Isotropic Gaussian Splatting for Real-Time Radiance Field Rendering
Yuanhao Gong, Lantao Yu, Guanghui Yue
TL;DR
The paper addresses real-time radiance-field rendering by replacing anisotropic Gaussian kernels with scale-adaptive isotropic kernels in 3D Gaussian splatting. The approach uses a tree-based initialization and a two-stage optimization to minimize a combined $\ell_1$ and SSIM loss, achieving significant speedups without compromising geometry. Key contributions include demonstrating that isotropic kernels can be efficiently managed across multiscale representations, and that a $\sim100\times$ acceleration is achievable in practice. This work enables faster rendering and training for large-scale 3D scenes, with potential impact on 3D reconstruction, view synthesis, and dynamic object modeling.
Abstract
The 3D Gaussian splatting method has drawn a lot of attention, thanks to its high performance in training and high quality of the rendered image. However, it uses anisotropic Gaussian kernels to represent the scene. Although such anisotropic kernels have advantages in representing the geometry, they lead to difficulties in terms of computation, such as splitting or merging two kernels.
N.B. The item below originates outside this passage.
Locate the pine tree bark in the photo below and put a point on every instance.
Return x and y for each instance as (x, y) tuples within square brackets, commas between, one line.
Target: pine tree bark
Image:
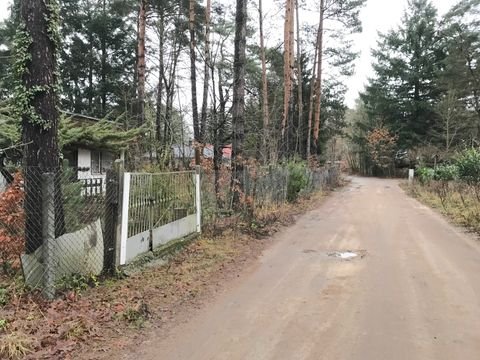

In this paper, we propose to use isotropic Gaussian kernels to avoid such difficulties in the computation, leading to a higher performance method. The experiments confirm that the proposed method is about {\bf 100X} faster without losing the geometry representation accuracy. The proposed method can be applied in a large range applications where the radiance field is needed, such as 3D reconstruction, view synthesis, and dynamic object modeling.